Just in Time

Have you ever dated a ‘time guy’? The kind of guy who is so concerned about how long something is going to take, and is always preoccupied with time, that he ends up letting it pass him (and in turn you) by? The time guy is someone who genuinely wants to be responsible and conscientious of his sixteen waking hours, but because of that, he spends most of his time talking about time. Think Robert De Niro’s character Jack Byrnes in ‘Meet the Parents’. Parents’(“Everyone come get your revised itinerarys,” Jack says as he hands his family a detailed piece of paper at where they must be at each hour, as the audience laughs in the over-the-top humour of how disciplined he’s trying to be.) He is so concerned about sticking to a set schedule that he can’t ever enjoy a moment.


The time guy is the kind of guy that guesstimates how long it will take to get to and from a place, he’ll calculate the number of minutes it will take to eat a meal/watch a movie/spend quality time together/fall asleep, etc. but his flaw is that his guesstimations are never on point. He is so worried about it that he adds extra time for his procrastination, the inevitable oxymoron, as the time guy is often running late. For the hour or so a day he spends trying to organize his time, another hour goes wasted. Tick, tock.

What the time guy always fails to realize is that all the time he takes about talking about time, could be used to enjoy the time instead. In a day in age where everyone is always in a rush to get to somewhere (work, meetings, dates, appointments) there has now been an abundance of time guys. Lucky us. It is their women vs. a clock, in a fight against time.

When the time guy makes time for his girl, he doesn’t even enjoy the moment because he’s too concerned about the next step, the next thing to do, the next place to be. He looks up at the clock multiple times and this action and his adjoining thoughts therefore cause him to miss out on the present, which is a shame since it is our only known. My name is Jenny Jen and I have dated a timeaholic.

Making Time; A Blondes Training Guide to the Truths of Time

Text Messaging/Pinning – It takes a minute to send a text or a pin. The time guy says it doesn’t take a minute, because he takes into account that there will be back and forth banter, which of course there always is. So take control of the time at hand.

So how do we let someone know we are there or care, without losing track of time? Send a picture or a cute message. Think something like ‘Can’t talk, but thinking of you xo.’ Straight, to the point, shows caring, but saves you from having to respond to the next message that returns. You look like the hero and save yourself from more than a quick minute. See picture below for another way to send your message across, this is from my archives when I was away for work and wanted to do the above, without the time to do a full blown catch up.

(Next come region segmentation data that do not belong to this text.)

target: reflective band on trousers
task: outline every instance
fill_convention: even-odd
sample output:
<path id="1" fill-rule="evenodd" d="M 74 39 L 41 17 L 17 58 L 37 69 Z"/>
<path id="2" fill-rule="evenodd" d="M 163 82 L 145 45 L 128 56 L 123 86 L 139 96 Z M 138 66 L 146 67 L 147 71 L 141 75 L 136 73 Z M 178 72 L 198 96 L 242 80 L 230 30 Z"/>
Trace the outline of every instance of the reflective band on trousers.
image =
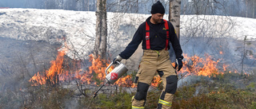
<path id="1" fill-rule="evenodd" d="M 144 109 L 144 107 L 132 107 L 132 109 Z"/>
<path id="2" fill-rule="evenodd" d="M 166 101 L 162 100 L 162 99 L 159 99 L 159 102 L 158 102 L 158 103 L 162 103 L 162 104 L 163 104 L 163 105 L 166 105 L 166 106 L 171 107 L 171 103 L 166 102 Z"/>

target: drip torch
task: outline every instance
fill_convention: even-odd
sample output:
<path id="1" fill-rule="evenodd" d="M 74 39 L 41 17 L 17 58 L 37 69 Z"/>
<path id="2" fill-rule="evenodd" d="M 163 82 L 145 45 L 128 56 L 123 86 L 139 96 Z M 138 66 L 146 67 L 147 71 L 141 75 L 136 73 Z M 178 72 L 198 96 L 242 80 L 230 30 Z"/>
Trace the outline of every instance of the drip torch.
<path id="1" fill-rule="evenodd" d="M 94 94 L 94 98 L 96 97 L 97 93 L 99 90 L 101 90 L 106 84 L 113 84 L 115 81 L 117 81 L 123 74 L 125 74 L 128 68 L 126 67 L 125 64 L 122 63 L 120 63 L 117 61 L 118 66 L 116 66 L 109 74 L 107 74 L 107 70 L 111 67 L 113 62 L 106 68 L 105 73 L 106 73 L 106 80 L 102 86 L 101 86 L 96 92 Z"/>

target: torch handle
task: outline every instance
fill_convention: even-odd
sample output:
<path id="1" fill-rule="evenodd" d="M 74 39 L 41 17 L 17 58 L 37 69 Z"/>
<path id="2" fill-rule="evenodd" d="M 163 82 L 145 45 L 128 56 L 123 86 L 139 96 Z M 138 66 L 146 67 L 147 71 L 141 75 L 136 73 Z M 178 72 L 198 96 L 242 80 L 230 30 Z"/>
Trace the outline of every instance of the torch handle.
<path id="1" fill-rule="evenodd" d="M 121 64 L 121 63 L 118 62 L 118 61 L 117 61 L 117 63 L 118 63 L 118 64 Z M 107 70 L 111 67 L 112 64 L 113 64 L 113 62 L 111 62 L 109 66 L 107 66 L 107 68 L 106 68 L 106 70 L 105 70 L 106 76 L 107 75 Z"/>

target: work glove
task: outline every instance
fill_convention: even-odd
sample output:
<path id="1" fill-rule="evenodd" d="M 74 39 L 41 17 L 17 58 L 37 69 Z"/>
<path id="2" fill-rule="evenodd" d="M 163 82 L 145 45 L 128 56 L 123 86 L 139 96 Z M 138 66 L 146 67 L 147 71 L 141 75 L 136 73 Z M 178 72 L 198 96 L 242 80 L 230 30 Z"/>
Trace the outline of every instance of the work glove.
<path id="1" fill-rule="evenodd" d="M 182 68 L 182 58 L 178 58 L 176 59 L 176 63 L 175 63 L 175 68 L 178 67 L 178 71 L 181 70 Z"/>
<path id="2" fill-rule="evenodd" d="M 114 58 L 113 64 L 117 64 L 117 61 L 120 62 L 122 58 L 118 55 L 117 57 Z"/>

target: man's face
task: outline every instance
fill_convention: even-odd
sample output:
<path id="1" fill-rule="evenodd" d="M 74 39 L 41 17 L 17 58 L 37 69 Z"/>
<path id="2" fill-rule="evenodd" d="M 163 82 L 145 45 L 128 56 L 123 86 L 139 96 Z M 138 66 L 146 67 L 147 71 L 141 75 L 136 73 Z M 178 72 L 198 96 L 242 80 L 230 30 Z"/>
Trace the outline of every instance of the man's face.
<path id="1" fill-rule="evenodd" d="M 152 19 L 154 21 L 154 23 L 158 24 L 158 23 L 161 23 L 162 18 L 163 18 L 163 15 L 164 14 L 152 14 Z"/>

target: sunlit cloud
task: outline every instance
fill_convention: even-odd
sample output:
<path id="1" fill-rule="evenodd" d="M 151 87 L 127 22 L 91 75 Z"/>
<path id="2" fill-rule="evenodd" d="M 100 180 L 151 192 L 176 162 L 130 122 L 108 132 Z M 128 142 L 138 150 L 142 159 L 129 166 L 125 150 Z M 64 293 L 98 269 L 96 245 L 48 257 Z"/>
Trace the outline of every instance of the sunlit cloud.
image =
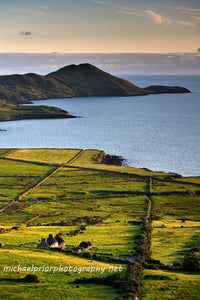
<path id="1" fill-rule="evenodd" d="M 195 25 L 192 22 L 185 22 L 185 21 L 179 21 L 179 20 L 174 20 L 173 22 L 176 22 L 178 24 L 185 25 L 185 26 L 194 26 Z"/>
<path id="2" fill-rule="evenodd" d="M 189 8 L 189 7 L 172 7 L 172 9 L 179 10 L 185 15 L 200 21 L 200 8 Z"/>
<path id="3" fill-rule="evenodd" d="M 188 14 L 190 17 L 200 21 L 200 9 L 195 8 L 183 8 L 183 13 Z"/>
<path id="4" fill-rule="evenodd" d="M 32 35 L 32 32 L 31 32 L 31 31 L 20 31 L 20 32 L 18 33 L 18 35 L 28 36 L 28 35 Z"/>
<path id="5" fill-rule="evenodd" d="M 147 20 L 153 22 L 154 24 L 164 24 L 164 23 L 171 22 L 168 18 L 165 18 L 164 16 L 155 13 L 151 9 L 145 9 L 145 10 L 135 9 L 135 10 L 133 10 L 133 9 L 125 8 L 125 7 L 120 7 L 120 10 L 118 10 L 117 13 L 141 16 L 141 17 L 144 17 Z"/>

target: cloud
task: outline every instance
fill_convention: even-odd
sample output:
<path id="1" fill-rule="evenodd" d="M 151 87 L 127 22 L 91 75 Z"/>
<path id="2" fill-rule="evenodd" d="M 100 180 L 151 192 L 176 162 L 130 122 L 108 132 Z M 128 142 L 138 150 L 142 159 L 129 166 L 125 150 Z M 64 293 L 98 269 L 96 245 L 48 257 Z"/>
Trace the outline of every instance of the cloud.
<path id="1" fill-rule="evenodd" d="M 183 13 L 188 14 L 190 17 L 200 21 L 200 9 L 198 8 L 183 8 Z"/>
<path id="2" fill-rule="evenodd" d="M 148 20 L 152 21 L 154 24 L 163 24 L 163 23 L 169 23 L 170 20 L 155 13 L 154 11 L 147 9 L 144 11 L 144 17 L 146 17 Z"/>
<path id="3" fill-rule="evenodd" d="M 200 22 L 200 8 L 189 8 L 189 7 L 173 7 L 173 9 L 181 11 L 183 14 Z"/>
<path id="4" fill-rule="evenodd" d="M 126 7 L 120 7 L 120 10 L 118 10 L 117 13 L 141 16 L 153 22 L 154 24 L 171 23 L 171 21 L 168 18 L 165 18 L 162 15 L 157 14 L 151 9 L 142 10 L 142 9 L 129 9 Z"/>
<path id="5" fill-rule="evenodd" d="M 185 26 L 194 26 L 195 25 L 192 22 L 185 22 L 185 21 L 179 21 L 179 20 L 174 20 L 173 22 L 181 24 L 181 25 L 185 25 Z"/>
<path id="6" fill-rule="evenodd" d="M 31 32 L 31 31 L 20 31 L 20 32 L 18 33 L 18 35 L 28 36 L 28 35 L 32 35 L 32 32 Z"/>

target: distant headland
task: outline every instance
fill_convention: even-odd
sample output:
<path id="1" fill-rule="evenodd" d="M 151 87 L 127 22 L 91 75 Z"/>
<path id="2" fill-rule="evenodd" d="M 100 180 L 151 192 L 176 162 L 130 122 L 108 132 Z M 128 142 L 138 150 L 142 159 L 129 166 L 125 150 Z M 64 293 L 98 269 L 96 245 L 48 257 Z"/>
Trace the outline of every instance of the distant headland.
<path id="1" fill-rule="evenodd" d="M 0 76 L 0 121 L 74 117 L 58 108 L 20 105 L 31 100 L 189 92 L 183 87 L 140 88 L 88 63 L 69 65 L 45 76 L 34 73 Z"/>

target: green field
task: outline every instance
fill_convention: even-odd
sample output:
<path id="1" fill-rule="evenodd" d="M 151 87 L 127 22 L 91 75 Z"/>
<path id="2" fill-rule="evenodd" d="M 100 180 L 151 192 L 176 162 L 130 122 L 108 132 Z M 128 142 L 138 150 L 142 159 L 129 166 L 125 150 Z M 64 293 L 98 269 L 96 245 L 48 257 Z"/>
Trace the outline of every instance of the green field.
<path id="1" fill-rule="evenodd" d="M 73 282 L 81 277 L 108 277 L 120 265 L 121 274 L 126 274 L 124 259 L 137 258 L 136 241 L 142 236 L 147 212 L 153 219 L 151 258 L 169 270 L 144 268 L 139 299 L 198 299 L 200 276 L 173 270 L 172 265 L 181 264 L 200 242 L 199 178 L 104 165 L 98 163 L 101 153 L 0 149 L 0 228 L 6 230 L 0 234 L 0 243 L 5 244 L 0 248 L 1 299 L 128 299 L 125 291 L 119 292 L 120 283 L 113 287 L 103 281 Z M 50 233 L 62 233 L 67 253 L 37 249 Z M 93 244 L 87 257 L 69 253 L 82 241 Z M 98 265 L 105 270 L 38 271 L 40 283 L 25 283 L 16 280 L 30 272 L 3 271 L 19 264 Z"/>

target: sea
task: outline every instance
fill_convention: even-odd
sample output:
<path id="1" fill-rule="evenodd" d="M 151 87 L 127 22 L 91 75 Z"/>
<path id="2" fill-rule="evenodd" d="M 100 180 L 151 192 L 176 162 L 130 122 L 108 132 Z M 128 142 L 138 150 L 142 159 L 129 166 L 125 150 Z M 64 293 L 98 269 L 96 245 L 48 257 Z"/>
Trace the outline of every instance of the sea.
<path id="1" fill-rule="evenodd" d="M 172 85 L 189 94 L 34 101 L 78 116 L 1 122 L 0 148 L 99 149 L 127 166 L 200 176 L 200 76 L 121 75 L 140 87 Z"/>

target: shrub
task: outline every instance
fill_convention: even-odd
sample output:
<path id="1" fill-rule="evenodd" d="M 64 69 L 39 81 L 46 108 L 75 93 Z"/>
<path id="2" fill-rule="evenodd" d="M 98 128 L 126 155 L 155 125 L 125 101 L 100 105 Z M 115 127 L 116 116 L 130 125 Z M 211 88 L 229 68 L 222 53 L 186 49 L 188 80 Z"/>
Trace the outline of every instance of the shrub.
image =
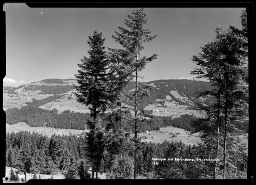
<path id="1" fill-rule="evenodd" d="M 34 173 L 34 174 L 33 175 L 32 179 L 37 179 L 37 176 L 36 175 L 36 174 Z"/>

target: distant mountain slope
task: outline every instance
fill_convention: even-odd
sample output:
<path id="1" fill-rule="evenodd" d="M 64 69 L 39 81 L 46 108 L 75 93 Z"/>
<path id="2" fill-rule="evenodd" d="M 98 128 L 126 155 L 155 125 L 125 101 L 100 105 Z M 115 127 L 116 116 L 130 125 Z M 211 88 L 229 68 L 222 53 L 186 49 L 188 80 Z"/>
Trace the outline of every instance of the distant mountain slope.
<path id="1" fill-rule="evenodd" d="M 20 108 L 22 106 L 26 106 L 24 103 L 31 101 L 32 98 L 41 99 L 55 94 L 67 93 L 71 96 L 75 90 L 73 85 L 76 83 L 75 79 L 54 78 L 46 79 L 17 87 L 4 87 L 4 109 Z M 140 109 L 155 103 L 157 99 L 186 106 L 193 106 L 195 102 L 199 101 L 208 104 L 211 100 L 210 97 L 197 98 L 196 93 L 197 91 L 210 90 L 214 88 L 207 82 L 189 80 L 160 80 L 146 84 L 152 87 L 150 90 L 150 96 L 139 100 Z M 139 85 L 141 83 L 139 83 Z M 134 82 L 131 82 L 124 89 L 124 92 L 129 93 L 131 97 L 131 100 L 124 101 L 124 102 L 131 106 L 133 106 L 133 99 L 134 98 L 132 96 L 134 87 Z"/>
<path id="2" fill-rule="evenodd" d="M 74 79 L 46 79 L 17 87 L 4 87 L 4 109 L 7 122 L 14 124 L 26 122 L 31 126 L 83 129 L 90 116 L 88 108 L 76 101 L 73 87 L 76 83 Z M 193 110 L 191 107 L 196 102 L 207 104 L 212 100 L 211 97 L 196 96 L 198 91 L 214 88 L 208 82 L 164 80 L 146 84 L 152 87 L 150 96 L 139 100 L 139 113 L 141 117 L 146 117 L 149 123 L 140 126 L 141 131 L 167 126 L 192 130 L 190 121 L 184 120 L 189 120 L 190 116 L 201 117 L 204 115 Z M 139 87 L 141 85 L 139 83 Z M 130 101 L 124 102 L 131 106 L 134 87 L 135 83 L 132 82 L 124 89 L 131 97 Z M 133 111 L 131 113 L 134 115 Z M 236 124 L 248 130 L 248 124 Z"/>

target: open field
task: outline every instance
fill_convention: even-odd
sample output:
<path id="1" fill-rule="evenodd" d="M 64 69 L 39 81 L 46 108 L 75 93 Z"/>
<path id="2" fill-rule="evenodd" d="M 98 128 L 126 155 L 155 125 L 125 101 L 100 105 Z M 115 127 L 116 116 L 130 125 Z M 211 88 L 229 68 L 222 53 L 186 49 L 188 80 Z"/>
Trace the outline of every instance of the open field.
<path id="1" fill-rule="evenodd" d="M 177 118 L 184 114 L 194 115 L 197 117 L 204 117 L 202 113 L 196 110 L 186 110 L 188 106 L 178 104 L 176 106 L 176 102 L 165 101 L 165 105 L 167 107 L 159 107 L 158 103 L 150 104 L 145 108 L 145 110 L 153 110 L 152 114 L 157 116 L 170 116 L 173 118 Z"/>
<path id="2" fill-rule="evenodd" d="M 41 130 L 42 131 L 37 131 L 37 130 Z M 48 137 L 50 137 L 53 134 L 56 134 L 56 135 L 60 135 L 62 136 L 62 135 L 69 135 L 69 133 L 71 133 L 72 135 L 78 135 L 82 134 L 83 132 L 89 131 L 89 130 L 74 130 L 73 129 L 55 129 L 52 127 L 34 127 L 29 126 L 25 122 L 18 123 L 13 125 L 9 125 L 6 123 L 6 133 L 9 133 L 11 134 L 13 131 L 25 131 L 27 130 L 30 133 L 38 133 L 39 134 L 41 134 L 42 135 L 46 135 Z M 48 130 L 49 131 L 45 131 Z M 56 130 L 54 131 L 53 130 Z"/>
<path id="3" fill-rule="evenodd" d="M 11 170 L 11 167 L 9 167 L 7 166 L 6 166 L 5 167 L 5 172 L 6 172 L 6 175 L 5 177 L 8 177 L 9 178 L 10 176 L 10 170 Z M 14 171 L 17 170 L 16 169 L 13 168 Z M 92 174 L 92 171 L 91 170 L 89 170 L 88 172 Z M 22 178 L 23 178 L 24 179 L 25 179 L 25 175 L 19 175 L 19 179 L 20 179 Z M 37 178 L 39 178 L 39 175 L 37 174 Z M 51 179 L 51 175 L 46 175 L 46 174 L 41 174 L 41 179 Z M 33 177 L 33 174 L 32 173 L 27 173 L 27 180 L 29 180 L 30 179 L 32 179 Z M 98 173 L 98 177 L 99 177 L 100 179 L 106 179 L 106 175 L 105 173 L 103 173 L 102 174 L 101 174 L 100 173 Z M 5 177 L 3 178 L 3 182 L 12 182 L 10 181 L 10 180 L 6 180 L 5 179 Z M 58 174 L 56 175 L 53 175 L 53 179 L 63 179 L 63 178 L 65 179 L 65 177 L 62 176 L 62 175 L 60 173 L 58 173 Z"/>
<path id="4" fill-rule="evenodd" d="M 15 94 L 8 94 L 4 92 L 3 96 L 3 109 L 18 108 L 27 106 L 26 102 L 33 101 L 32 98 L 42 99 L 46 98 L 51 95 L 47 94 L 38 94 L 41 92 L 40 90 L 23 91 L 24 87 L 15 90 L 18 93 L 18 95 Z"/>
<path id="5" fill-rule="evenodd" d="M 161 132 L 159 132 L 161 131 Z M 138 135 L 139 137 L 146 137 L 147 139 L 142 139 L 142 141 L 146 141 L 147 142 L 152 142 L 155 143 L 162 143 L 164 140 L 172 142 L 173 140 L 175 141 L 181 141 L 186 145 L 194 144 L 197 145 L 199 143 L 201 143 L 201 140 L 198 137 L 199 133 L 195 133 L 193 135 L 189 135 L 187 134 L 187 131 L 182 128 L 178 128 L 173 126 L 168 126 L 165 128 L 160 128 L 159 131 L 150 131 L 148 134 L 145 133 L 140 133 Z M 176 131 L 180 133 L 182 136 L 178 136 L 172 138 L 168 133 L 168 131 Z M 153 138 L 152 138 L 153 137 Z"/>

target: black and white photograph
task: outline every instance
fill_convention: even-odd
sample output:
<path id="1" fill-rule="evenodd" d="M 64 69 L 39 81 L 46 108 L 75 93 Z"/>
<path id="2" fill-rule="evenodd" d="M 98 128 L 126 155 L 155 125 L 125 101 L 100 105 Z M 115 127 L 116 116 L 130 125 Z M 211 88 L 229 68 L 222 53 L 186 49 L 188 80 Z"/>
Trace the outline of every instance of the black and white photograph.
<path id="1" fill-rule="evenodd" d="M 139 5 L 4 4 L 3 182 L 253 179 L 248 9 Z"/>

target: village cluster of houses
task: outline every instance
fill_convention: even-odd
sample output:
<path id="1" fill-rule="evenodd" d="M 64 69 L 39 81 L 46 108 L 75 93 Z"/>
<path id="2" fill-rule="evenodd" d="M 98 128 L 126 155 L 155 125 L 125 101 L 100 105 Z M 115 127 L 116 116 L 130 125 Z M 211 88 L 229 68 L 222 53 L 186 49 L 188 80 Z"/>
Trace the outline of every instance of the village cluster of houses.
<path id="1" fill-rule="evenodd" d="M 165 111 L 165 110 L 158 110 L 157 109 L 155 109 L 155 110 L 153 110 L 153 109 L 151 109 L 150 110 L 151 111 L 155 111 L 155 112 L 168 112 L 168 113 L 182 113 L 182 111 Z"/>
<path id="2" fill-rule="evenodd" d="M 39 130 L 39 129 L 37 129 L 36 130 L 36 131 L 44 131 L 45 133 L 49 133 L 49 131 L 57 131 L 57 130 L 52 130 L 52 131 L 51 130 Z"/>
<path id="3" fill-rule="evenodd" d="M 151 131 L 146 131 L 145 133 L 148 135 L 152 133 L 167 133 L 170 135 L 175 135 L 177 136 L 183 136 L 182 134 L 177 133 L 176 131 L 160 131 L 160 130 L 153 130 Z"/>

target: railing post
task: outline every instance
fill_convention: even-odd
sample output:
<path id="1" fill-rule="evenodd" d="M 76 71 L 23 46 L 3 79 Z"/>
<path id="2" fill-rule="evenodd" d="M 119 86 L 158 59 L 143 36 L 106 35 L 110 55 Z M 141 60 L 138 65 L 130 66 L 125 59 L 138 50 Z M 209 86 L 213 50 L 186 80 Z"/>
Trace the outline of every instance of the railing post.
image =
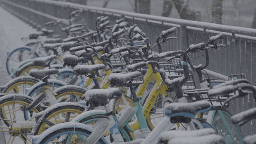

Skype – Skype is the answer to time constraints. Don’t have time for a date but feel like a total bitch for bailing again? A Skype call with your man gives you the face-to-face time without having to take the time to commute to see one another. You get the luxury of seeing each other and shows an extra effort. A Skype account is free and easy to use.

Take off your Watch – Yes, I said the impossible. And I meant it. We spend so much time worrying about how we wasted time in the past, concern ourself with planning time for the future, that we don’t take time to enjoy the moment. Reward yourself, even if you think you don’t deserve it.

Like my boy Lennon always said, “Time you enjoy wasting wasn’t wasted.”